Classical Management Theory
Early Management Theories
Early Theories of Organizations emerged mainly for military and Catholic Church. The metaphor of the machine was dominant, where organizations are viewed as machines. Therefore, the organizational application was, since workers behave predictably (as machines do rarely deviate from the norm), management knows what to expect, and workers operating outside expectations are replaced.
Classical Management Theories
There are three well-established theories of classical management: Taylor's Theory of Scientific Management, Fayol's Administrative Theory, Weber's Theory of Bureaucracy. Although these schools, or theories, developed historical sequence, later ideas have not replaced earlier ones. Instead, each new school has tended to complement or coexist with previous ones.
?Taylor's Theory of Scientific Management, U.S.A
Frederick Taylor (1856-1915) "The Father of Scientific Management".
Scientific Management theory arose from the need to increase productivity in the U.S.A. especially, where skilled labor was in short supply at the beginning of the twentieth century. The only way to expand productivity was to raise the efficiency of workers.
Taylor devised four principles for scientific management theory, which were:
1. The development of a true science of management,
2. The scientific selection and training of workers,
3. Proper remuneration for fast and high-quality work
4. Equal division of work and responsibility between worker and manager
Limitations of The Theory of Scientific Management:
Although it maximized efficiency and productivity but its main limitation was ignoring human aspects of employment. This is manifested in the following:
? Some workers and unions opposed this theory because they feared that working harder or faster would exhaust whatever work was available, causing layoffs.
? Objection to the "speed up" conditions that placed undue pressures on employees to perform at faster levels, some managers exploited both workers and customers.
? Reducing worker's role to a rigid adherence to compulsory methods and procedures.
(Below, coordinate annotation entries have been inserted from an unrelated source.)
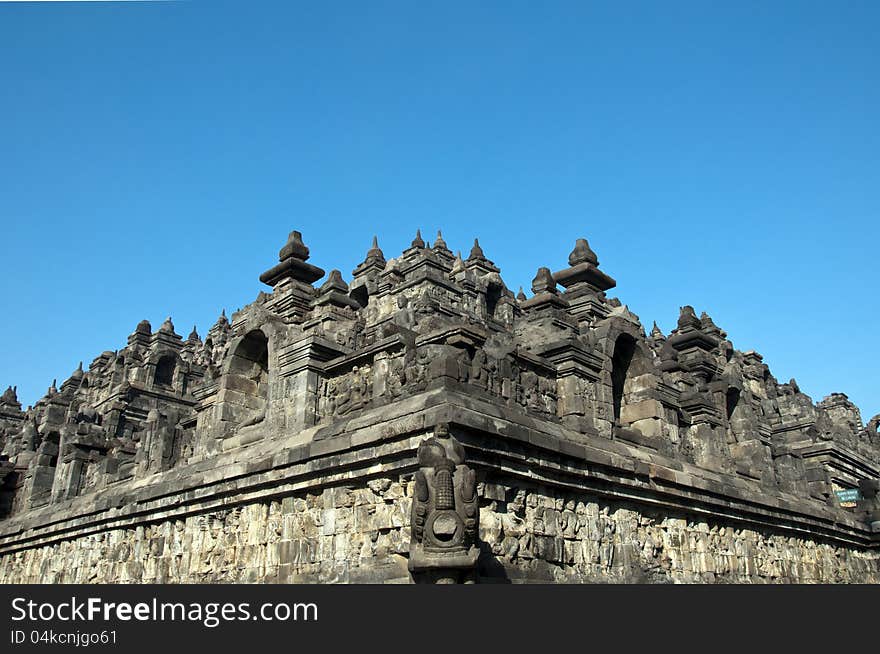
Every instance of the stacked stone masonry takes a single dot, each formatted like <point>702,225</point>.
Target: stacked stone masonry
<point>424,423</point>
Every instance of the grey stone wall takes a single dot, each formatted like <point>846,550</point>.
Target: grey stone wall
<point>284,447</point>
<point>349,535</point>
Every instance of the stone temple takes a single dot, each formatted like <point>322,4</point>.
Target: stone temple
<point>423,423</point>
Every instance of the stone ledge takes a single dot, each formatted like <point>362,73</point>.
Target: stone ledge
<point>384,439</point>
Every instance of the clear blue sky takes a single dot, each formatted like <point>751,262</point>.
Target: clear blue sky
<point>154,156</point>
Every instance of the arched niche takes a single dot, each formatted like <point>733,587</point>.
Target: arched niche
<point>628,363</point>
<point>166,366</point>
<point>247,379</point>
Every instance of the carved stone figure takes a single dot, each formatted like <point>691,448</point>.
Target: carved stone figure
<point>445,514</point>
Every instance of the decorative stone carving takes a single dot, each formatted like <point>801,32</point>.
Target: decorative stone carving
<point>445,513</point>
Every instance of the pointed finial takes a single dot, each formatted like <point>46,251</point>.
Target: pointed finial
<point>582,253</point>
<point>656,332</point>
<point>294,248</point>
<point>476,252</point>
<point>334,283</point>
<point>688,318</point>
<point>458,264</point>
<point>375,252</point>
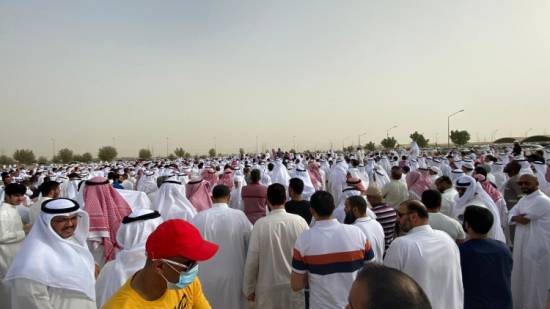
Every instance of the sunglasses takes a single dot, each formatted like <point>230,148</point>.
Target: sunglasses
<point>183,267</point>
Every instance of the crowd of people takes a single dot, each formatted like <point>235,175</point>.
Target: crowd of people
<point>392,229</point>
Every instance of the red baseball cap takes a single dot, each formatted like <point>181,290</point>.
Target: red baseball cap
<point>179,238</point>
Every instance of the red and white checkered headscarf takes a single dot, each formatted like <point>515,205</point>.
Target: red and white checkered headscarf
<point>106,209</point>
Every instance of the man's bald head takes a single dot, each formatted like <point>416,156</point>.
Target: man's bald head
<point>378,287</point>
<point>528,183</point>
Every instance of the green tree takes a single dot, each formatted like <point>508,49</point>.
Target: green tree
<point>389,142</point>
<point>65,155</point>
<point>419,139</point>
<point>6,160</point>
<point>107,153</point>
<point>25,156</point>
<point>145,154</point>
<point>460,138</point>
<point>179,152</point>
<point>370,146</point>
<point>86,157</point>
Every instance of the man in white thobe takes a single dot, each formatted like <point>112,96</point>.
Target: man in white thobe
<point>356,213</point>
<point>131,236</point>
<point>54,268</point>
<point>531,270</point>
<point>11,234</point>
<point>470,193</point>
<point>429,256</point>
<point>48,190</point>
<point>267,268</point>
<point>222,276</point>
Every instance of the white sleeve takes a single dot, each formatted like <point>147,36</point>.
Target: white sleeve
<point>29,294</point>
<point>393,255</point>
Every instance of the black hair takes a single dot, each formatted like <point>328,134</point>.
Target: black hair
<point>357,201</point>
<point>431,199</point>
<point>445,179</point>
<point>15,189</point>
<point>220,191</point>
<point>276,194</point>
<point>323,203</point>
<point>481,170</point>
<point>47,187</point>
<point>255,175</point>
<point>480,219</point>
<point>414,206</point>
<point>297,185</point>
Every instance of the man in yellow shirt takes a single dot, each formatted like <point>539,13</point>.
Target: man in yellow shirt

? The increased fragmentation of work due to its emphasis on divisional labor .
? Economically based approach to the motivation of employees .
? It put planning and control of workplace activities only in the hands of managers.
? No real bargaining about wage rates ( jobs were measured and rated ?scientifically').
? Fayol's Administrative Theory
Henri Fayol (1841-1925)
Henri Fayol is considered the founder of the classical management school because he was the first to systematize it. Fayol was like Taylor in his faith in scientific methods. However, Taylor was basically concerned with organizational functions, while Fayol was interested in the total organization and focused on management. Fayol insisted that management was a skill that could be taught once its underlying 14 principles were understood. To him, Managerial Objectives are : Planning, Organizing, Command, Coordination, and Control, and his tools for accomplishing these objectives were the following 14 principles.
Fourteen Principles of Management
? Division of work - limited set of tasks
? Authority and Responsibility - right to give orders
? Discipline - agreements and sanctions
? Unity of Command - only one supervisor
? Unity of Direction - one manager per set of activities
? Subordination of Individual Interest to General Interest
? Remuneration of Personnel - fair price for services
? Centralization - reduce importance of subordinate's role
? Scalar Chain - Fayol's bridge
? Order - effective and efficient operations
? Equity - kindliness and justice
? Stability of Tenure of Personnel - sufficient time for familiarity
? Initiative - managers should rely on workers' initiative
? Esprit de corps - "union is strength" "loyal members"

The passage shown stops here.